OPINION

Oros the happy hippo

Andrew Donaldson says Collen Maine has not been having a good time of it lately

A FAMOUS GROUSE

GOSH, but the ANC Youth League has been quite busy lately. It’s not all fun and fried chicken with these guys. For starters, it’s Youth Month and, with that, an opportunity to rise from the abyss of inconsequentiality and strike out afresh for that elusive relevancy.

To this end there was the league’s NEC meeting last weekend, after which they announced their candidate of choice to next lead the ANC, Nkosazana Jacob Zuma. 

No surprises here and, as matters stand, the more pessimistic of the Mahogany Ridge regulars are already referring to the former Mrs Zuma as the country’s first proxident, which admittedly is a bit of a tongue twister on a creme de menthe and schnapps bender. But more of that another time.

Some critics have pointed out that the dour Sarafina Dlamini-Zuma is more gogo than go-go and that it has been ages since the ANCYL endorsed a presidential candidate who was even vaguely youthful. But it’s also been a while since the league was even led by a youth.

Collen Maine, its wholly Guptured president, has not been having a good time of it. In an attempt to gee up the league’s attempts to commemorate the June 1976 Soweto uprisings, Maine posted a picture of himself on Instagram, captioned “Youth Month loading.”

He looked like a happy hippo lost in a late 1970s-type record store.

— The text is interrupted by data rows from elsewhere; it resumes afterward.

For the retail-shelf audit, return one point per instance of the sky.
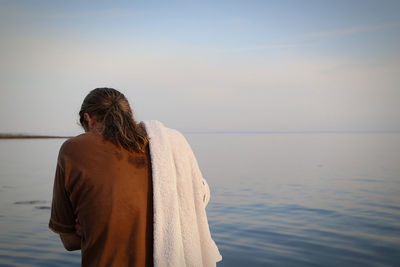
(203, 66)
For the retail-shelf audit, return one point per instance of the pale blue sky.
(204, 66)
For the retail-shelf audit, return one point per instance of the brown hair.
(112, 109)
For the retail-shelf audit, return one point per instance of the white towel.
(180, 195)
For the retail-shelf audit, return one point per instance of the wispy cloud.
(315, 35)
(350, 30)
(264, 47)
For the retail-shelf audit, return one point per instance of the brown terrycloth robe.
(110, 190)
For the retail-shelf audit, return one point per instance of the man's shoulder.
(78, 141)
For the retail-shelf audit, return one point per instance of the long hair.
(112, 109)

He was even standing in front of a Sex Pistols poster. Hipness abounds!

Among the first to weigh in with the body-shaming was the formerly fat EFF commander-in-chief, Julius Malema, who reposted the snap on Twitter with the caption, “#AmaGrootman,” a reference to a song by the DJ Oskido.

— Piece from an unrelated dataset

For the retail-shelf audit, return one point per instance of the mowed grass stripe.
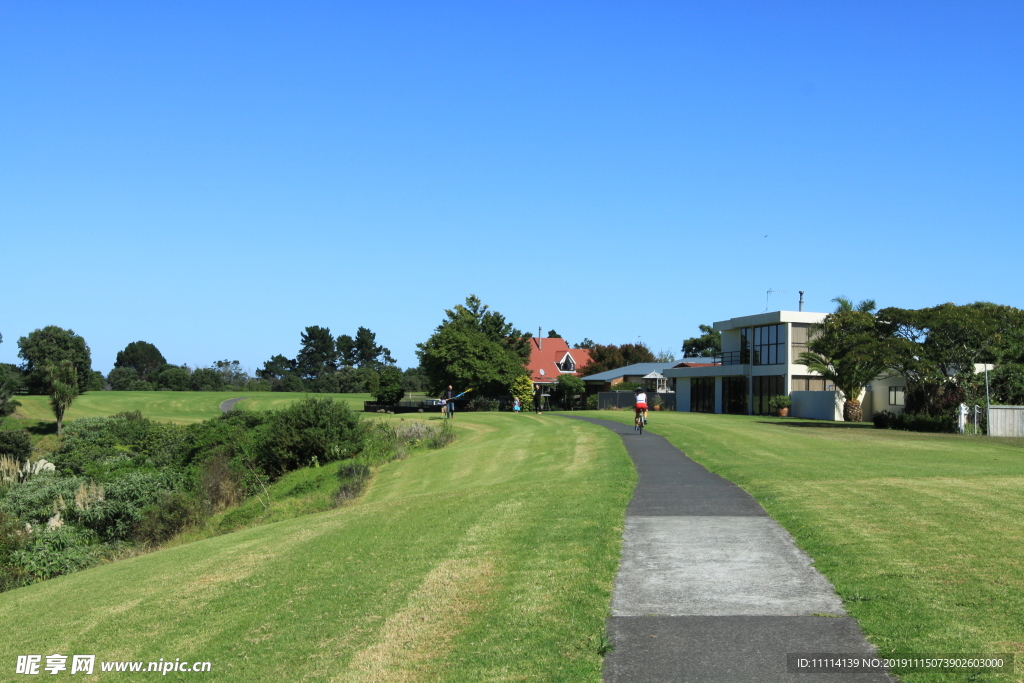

The floodgates of derision opened, and there came comments on Maine’s breasts and queries about his bra size. (Is that correct? If a chap needs support for his man breasts — the term, I believe, is moobs — does he not then wear a bro?)

This ad hominem abuse has unfortunately diverted attention from the league’s important urgings about white monopoly capital, land appropriation, the promotion of youth entrepreneurship and unemployment. But then that’s the inevitable outcome of starting a personality cult when you have no personality as such.

One campaign now derailed was an attempt to blame immigrants and refugees for substance abuse among the youth. As they put it in a statement that, for obvious reasons, was quietly withdrawn a few days later:

“The ANCYL is greatly worried by the high level of drugs and substance abuse which has captured young people. These drugs are mainly distributed through out the country by foreigners in areas that are known to the public. The Youth Month should be used to promote the establishment of public rehabilitation centres to accommodate families that can not afford to send young addicts to private rehabilitation center’s. The Youth League will use the youth month to interact with young people through out the country in their hang out areas and report suspected drug distributors who must be dealt with heavily, and if foreign must be deported to their countries.” [sic]

With that xenophobic outburst out the way, the league then called on branches to “positively intervene in child headed households in their wards”.

Which is a pity. One can readily imagine the reaction to their interventions had they gone ahead with their creepy plan to hunt down foreign dope dealers in “hang out” areas: “Forget the drugs, hide the lunch! It’s that dude again, the one who looks like an eggplant.” “Saxonwold’s that way, Oros.” “Where’s your bra?”

Then again, they may not bother with such pleasantries and just throw stones at them. For, in truth, the “hang out” area is ideological territory that Maine and the league are now losing hand over fist, especially in metropolitan areas.

Which may explain why their showcase rally yesterday was a dusty affair in Ventersdorp. This is the back end of nowhere. Perhaps the youth there do regard the spectacle of old men in silly clothes extolling the virtues of a sainted leadership long since laid to rest and passed unto dust as a revolutionary experience.

Given the high unemployment rates in their communities, the rural folk may go for empty slogans like “Youth to the front! Leading the charge on radical economic transformation” but it unlikely this schtick will appeal to city youth.

Perhaps they now realise that politicians who talk of moral regeneration, social cohesion and nation-building are most likely to be liars who mean them harm and are thus best avoided. 

We do hope so. It’s a sign of maturity and is to be encouraged.

This article first appeared in the Weekend Argus.